Une panoplie abondante

Nombreuses sont les possibilités de faire des bonnes choses. Notre Seigneur nous dit : « Et tout ce que vous faites de bien, certes Dieu le sait » (Coran, 2 :215). Le point important à retenir ici est qu’il n’y a pas une forme spécifique limitée de faire le bien au contraire, Dieu généralise la fonction de faire le bien et nous encourage à effectuer n’importe quelle bien. C’est pourquoi, aucune bonne action doit être méprisés.
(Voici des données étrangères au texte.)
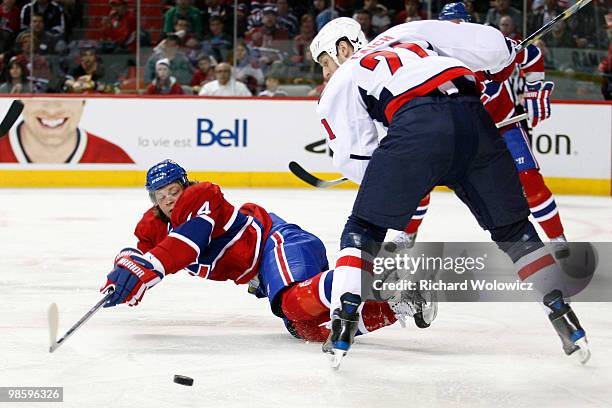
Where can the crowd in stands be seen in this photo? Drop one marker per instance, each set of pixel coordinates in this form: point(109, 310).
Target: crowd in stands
point(44, 46)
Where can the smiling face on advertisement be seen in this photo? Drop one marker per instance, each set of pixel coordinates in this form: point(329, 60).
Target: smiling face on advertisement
point(49, 131)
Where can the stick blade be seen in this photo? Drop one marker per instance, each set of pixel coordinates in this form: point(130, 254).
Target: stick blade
point(53, 316)
point(306, 177)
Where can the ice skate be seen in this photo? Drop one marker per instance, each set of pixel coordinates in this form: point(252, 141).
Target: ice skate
point(344, 325)
point(422, 306)
point(568, 327)
point(402, 241)
point(560, 247)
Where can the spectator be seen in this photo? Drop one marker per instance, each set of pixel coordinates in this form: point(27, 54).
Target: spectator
point(410, 13)
point(15, 77)
point(560, 37)
point(272, 83)
point(224, 84)
point(506, 26)
point(179, 64)
point(380, 15)
point(217, 43)
point(119, 27)
point(323, 12)
point(503, 8)
point(476, 17)
point(606, 65)
point(543, 15)
point(88, 76)
point(217, 8)
point(364, 18)
point(301, 42)
point(183, 9)
point(52, 12)
point(47, 43)
point(10, 17)
point(247, 66)
point(205, 72)
point(269, 34)
point(164, 83)
point(286, 19)
point(39, 66)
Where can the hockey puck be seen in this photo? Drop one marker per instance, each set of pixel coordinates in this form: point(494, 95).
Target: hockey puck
point(183, 380)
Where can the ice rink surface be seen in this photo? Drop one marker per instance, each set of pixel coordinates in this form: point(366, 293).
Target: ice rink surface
point(57, 246)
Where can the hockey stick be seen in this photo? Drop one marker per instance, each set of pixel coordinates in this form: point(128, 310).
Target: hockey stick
point(314, 181)
point(549, 26)
point(54, 321)
point(11, 117)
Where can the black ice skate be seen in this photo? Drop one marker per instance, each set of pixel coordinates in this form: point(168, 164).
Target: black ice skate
point(568, 327)
point(344, 326)
point(422, 306)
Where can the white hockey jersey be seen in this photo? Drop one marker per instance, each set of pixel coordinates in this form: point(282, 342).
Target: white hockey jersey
point(404, 62)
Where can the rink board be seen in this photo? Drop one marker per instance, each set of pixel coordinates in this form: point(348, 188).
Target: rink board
point(239, 142)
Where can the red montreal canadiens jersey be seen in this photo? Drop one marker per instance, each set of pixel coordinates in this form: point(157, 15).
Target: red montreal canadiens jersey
point(89, 149)
point(207, 235)
point(404, 62)
point(501, 98)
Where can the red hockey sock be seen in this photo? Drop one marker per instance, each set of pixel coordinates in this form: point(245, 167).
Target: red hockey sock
point(541, 202)
point(377, 315)
point(417, 217)
point(302, 302)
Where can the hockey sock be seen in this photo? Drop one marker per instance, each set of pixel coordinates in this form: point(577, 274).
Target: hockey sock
point(306, 300)
point(418, 216)
point(541, 203)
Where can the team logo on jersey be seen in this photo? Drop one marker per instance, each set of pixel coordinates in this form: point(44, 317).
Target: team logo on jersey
point(207, 135)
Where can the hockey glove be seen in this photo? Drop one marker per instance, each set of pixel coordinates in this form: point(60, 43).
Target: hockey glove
point(537, 100)
point(127, 252)
point(131, 278)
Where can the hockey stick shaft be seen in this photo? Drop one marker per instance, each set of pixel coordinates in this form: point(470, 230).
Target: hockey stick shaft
point(314, 181)
point(55, 344)
point(549, 26)
point(11, 117)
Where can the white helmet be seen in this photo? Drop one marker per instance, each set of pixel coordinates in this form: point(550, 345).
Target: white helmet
point(327, 39)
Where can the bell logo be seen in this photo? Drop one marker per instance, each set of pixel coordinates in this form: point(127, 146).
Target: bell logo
point(208, 136)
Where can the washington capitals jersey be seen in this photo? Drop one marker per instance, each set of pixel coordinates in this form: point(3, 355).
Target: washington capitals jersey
point(89, 149)
point(501, 98)
point(404, 62)
point(207, 235)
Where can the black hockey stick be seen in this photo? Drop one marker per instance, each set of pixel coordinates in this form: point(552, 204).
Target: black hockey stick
point(11, 117)
point(314, 181)
point(549, 26)
point(309, 178)
point(54, 321)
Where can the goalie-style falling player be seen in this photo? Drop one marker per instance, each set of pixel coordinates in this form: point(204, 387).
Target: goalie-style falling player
point(191, 225)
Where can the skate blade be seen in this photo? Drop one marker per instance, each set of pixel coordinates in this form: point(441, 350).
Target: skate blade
point(336, 359)
point(583, 353)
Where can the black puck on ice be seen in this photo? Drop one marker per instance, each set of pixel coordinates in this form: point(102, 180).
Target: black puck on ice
point(183, 380)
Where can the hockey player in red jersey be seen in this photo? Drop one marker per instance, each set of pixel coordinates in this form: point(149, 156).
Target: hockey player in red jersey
point(500, 100)
point(418, 80)
point(50, 133)
point(192, 226)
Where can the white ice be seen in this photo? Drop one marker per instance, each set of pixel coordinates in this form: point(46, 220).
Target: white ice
point(56, 245)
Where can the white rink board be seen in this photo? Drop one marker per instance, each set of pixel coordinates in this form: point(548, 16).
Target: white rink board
point(577, 141)
point(263, 135)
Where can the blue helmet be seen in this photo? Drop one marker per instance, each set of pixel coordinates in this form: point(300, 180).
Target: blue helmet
point(454, 11)
point(164, 173)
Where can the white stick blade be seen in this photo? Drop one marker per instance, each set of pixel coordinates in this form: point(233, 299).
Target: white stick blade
point(53, 316)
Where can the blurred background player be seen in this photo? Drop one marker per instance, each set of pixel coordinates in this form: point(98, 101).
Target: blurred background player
point(418, 80)
point(192, 226)
point(501, 99)
point(50, 133)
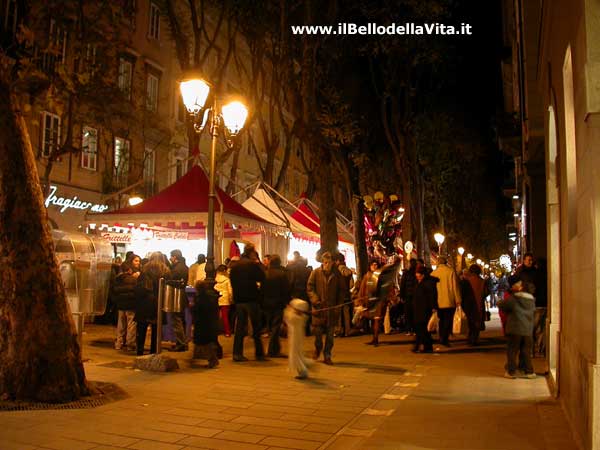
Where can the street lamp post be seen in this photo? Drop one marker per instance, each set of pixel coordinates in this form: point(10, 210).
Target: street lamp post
point(194, 92)
point(439, 238)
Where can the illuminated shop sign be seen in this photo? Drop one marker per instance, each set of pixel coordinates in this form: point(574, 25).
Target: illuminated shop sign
point(71, 203)
point(117, 238)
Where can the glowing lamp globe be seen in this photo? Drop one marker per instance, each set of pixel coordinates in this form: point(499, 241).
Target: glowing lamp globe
point(194, 94)
point(234, 116)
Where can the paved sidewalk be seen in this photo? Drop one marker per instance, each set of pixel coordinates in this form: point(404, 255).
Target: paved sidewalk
point(372, 398)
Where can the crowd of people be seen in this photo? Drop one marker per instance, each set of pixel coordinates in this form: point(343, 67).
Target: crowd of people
point(331, 303)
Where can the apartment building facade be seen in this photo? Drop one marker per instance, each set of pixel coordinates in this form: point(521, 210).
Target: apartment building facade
point(559, 83)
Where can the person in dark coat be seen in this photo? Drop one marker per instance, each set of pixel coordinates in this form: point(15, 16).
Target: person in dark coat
point(146, 299)
point(345, 314)
point(424, 302)
point(124, 296)
point(298, 275)
point(245, 276)
point(324, 290)
point(519, 308)
point(408, 283)
point(206, 324)
point(384, 292)
point(470, 307)
point(275, 297)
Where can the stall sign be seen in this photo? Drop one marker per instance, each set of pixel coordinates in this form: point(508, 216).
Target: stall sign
point(74, 203)
point(117, 238)
point(170, 234)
La devise du croyant devient alors dans un sens comme dit Raoul Vaneigem «La qualité l’emporte sur le nombre ». À titre d’exemple le Prophète dit : « protégez-vous du feu ne serait-ce qu’en donnant la moitié d’une date ». Dans ce Hadith, il est encouragé de donner quelque chose en tant qu’aumône, même si la quantité est moindre. En d’autres mots il est dit que l’importance n’est pas la quantité mais la qualité! On peut faire références ici au terme « al-ikhlâs« , c’est-à-dire la sincérité.

Au sujet de faire des bonnes actions Dieu prend en compte le degré de sincérité et de l’effort donné. Les choses considérées comme bonne dans l’Islam sont faciles d’accès. Par exemple le prophète dit : « chaque Tasbîh (dire « Soubhalallah »), chaque Tahmîd (dire « Elhamdoulillah ») est une aumône, une bonne parole est une aumône ». Dans un autre Hadith il est dit : « L’homme qui subsiste aux besoins de sa famille tout en attendant la récompense de son Seigneur constitue pour lui une aumône »[7]. Le système est simple : dans n’importe quelle situation, tout ce qui est considéré comme bon est encouragé même si ce n’est qu’un iota. Car le Porphète affirme : « Ne sous-estimes aucun bien, même le faite d’être souriant envers ton frère »[8]. Il faut savoir que derrière chaque bonne action, se cache la satisfaction divine.

Nasif. B

[1] Coran, 48 : 23.

[2] Coran, 3 : 133-136.

[3] Coran, 2 : 148.

[4] Coran, 3 : 92.

[5] Hadîth rapporté par Muslim, îmân n°186 ; Tirmidhî, Zuhd n°3 ; Ibni Mâce, Ikâme n°78.

[6] Coran, 23 : 102,103.

[7] Hadîth rapporté par Bukhârî, imân n°41 ; Muslim, Zakât n°49.

[8] Hadîth rapporté par Muslim, Birr n°144 ; Tirmidhî, Birr n°45.